El ministro del Interior de India, Shivraj Patil, una figura muy impopular en la India debido a una larga serie de ataques en el país, presentó su renuncia al primer ministro Manmohan Singh, quien la aceptó de inmediato, informó la oficina de la Presidencia.
Patil, estaba a cargo de gran parte de los servicios de seguridad interna del país.
La lucha en Bombay entre milicianos islámicos y fuerzas de seguridad dejó un saldo de por lo menos 174 muertos. Concluyó la madrugada del sábado cuando fuerzas de seguridad tomaron el control del famoso hotel Taj Mahal, tras matar a los últimos tres atacantes.

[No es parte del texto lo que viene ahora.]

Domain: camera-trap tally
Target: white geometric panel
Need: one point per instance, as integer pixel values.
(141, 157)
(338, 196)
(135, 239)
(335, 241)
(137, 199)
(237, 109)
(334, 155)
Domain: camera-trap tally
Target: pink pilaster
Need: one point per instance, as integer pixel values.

La renuncia de Patil se registra mientras aumentan las críticas sobre la forma en que el gobierno enfrentó los ataques en Bombay, la capital financiera de India.
"Nuestros políticos siguen en sus chanchullos, mientras mueren inocentes", era uno de los titulares de primera plana de ayer del periódico Times of India.
Un día después de concluir el sitio, las autoridades seguían sacando cadáveres del hotel Taj Mahal, donde tres presuntos insurgentes islámicos resistieron hasta el último cartucho. Comandos indios los mataron en medio de tiroteos y explosiones.
Los ataques comenzaron el miércoles por la noche en 10 sitios del distrito comercial de Mumbai. Por lo menos 239 personas fueron heridas.